TabularList.from_df runs very very slowly if pd.dtypes is np.float32

I use TabularList.from_df to construct my own tabular databunch. If the dtypes of ‘train_df’ and ‘test_df’ is float64, it runs about 15minutes, but if I change the dtypes of ‘train_df’ and ‘test_df’ to be np.float32, it runs several hours to construct the databunch.
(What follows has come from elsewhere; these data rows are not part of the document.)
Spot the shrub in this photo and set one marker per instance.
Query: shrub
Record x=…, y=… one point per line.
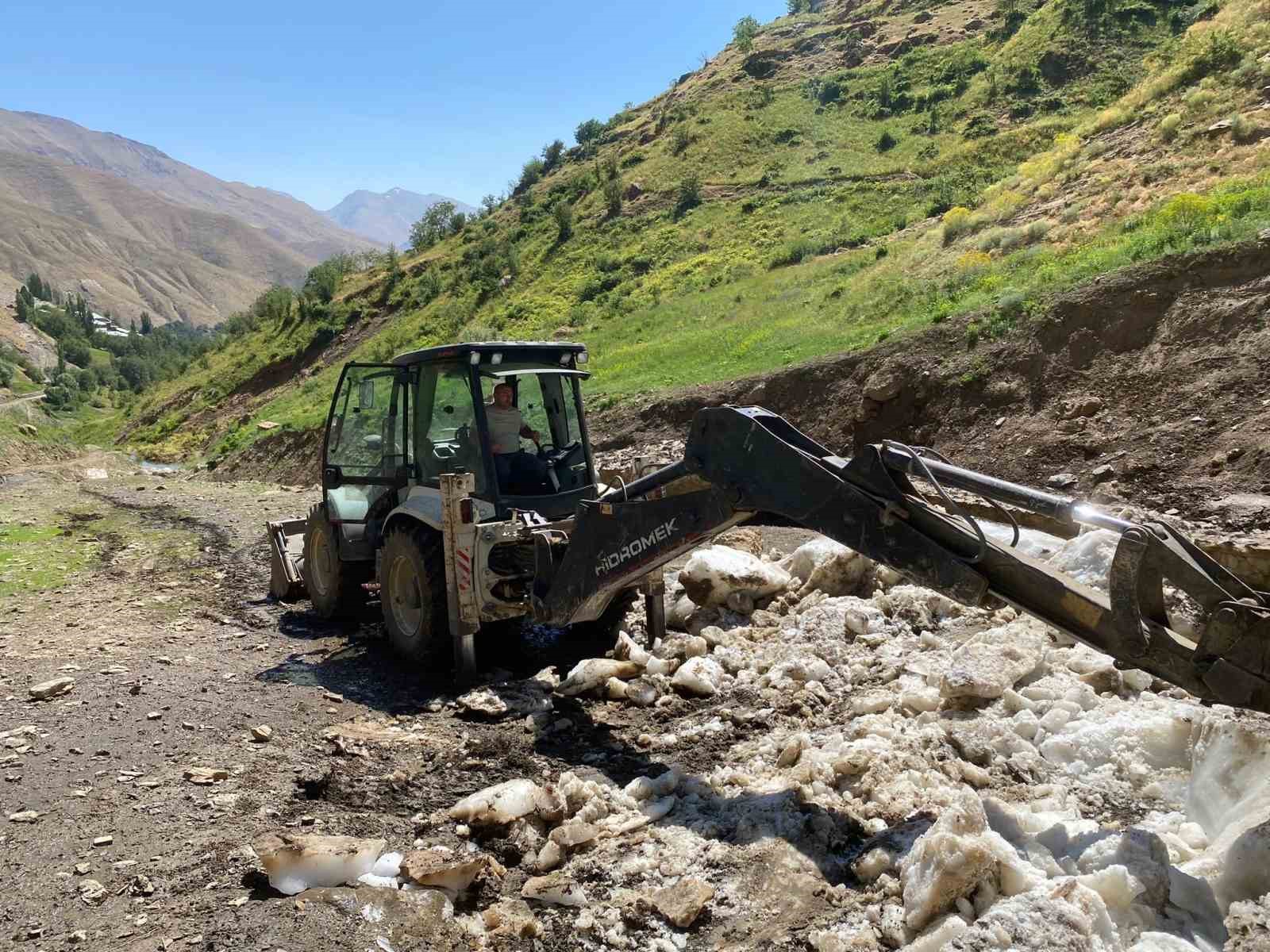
x=1242, y=129
x=588, y=131
x=1200, y=99
x=531, y=175
x=563, y=215
x=689, y=194
x=956, y=222
x=1168, y=127
x=745, y=32
x=679, y=140
x=793, y=253
x=614, y=190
The code is as follows:
train_df: 2,010,000 * 1,140

since = time.time()
procs = [Categorify, Normalize]
test = TabularList.from_df(test_df, cat_names=cat_cols, cont_names=cont_cols)
data = (TabularList.from_df(train_df, cat_names=cat_cols, cont_names=cont_cols, procs=procs)
.split_by_idx(val_idx)
.label_from_df(cols=‘label’)
.add_test(test)
.databunch())
end = time.time()
print("elasped time: ", end - since)

I have the same problem. You can isolate the problem running the lines from the datablock separately.
For me, the line label_from_df is the line that runs super slow. I think that it is this line that runs the preprocessing.
Try:

tlist= TabularList.from_df(train_df, cat_names=cat_cols, cont_names=cont_cols, procs=procs)
stlist = tlist.split_by_idx(val_idx)

and then run:

llist = stlist.label_from_df(cols=‘label’)

Any idea @sgugger how to speed this? For reference I have a 400k items, with 10 cat cols and 1000 cont_cols

The architecture in v1 isn’t accessing things in dataframes smartly, so there is nothing we can do to speed this up AFAIK. v2 will read batches directly in the processed dataframed thus being much quicker.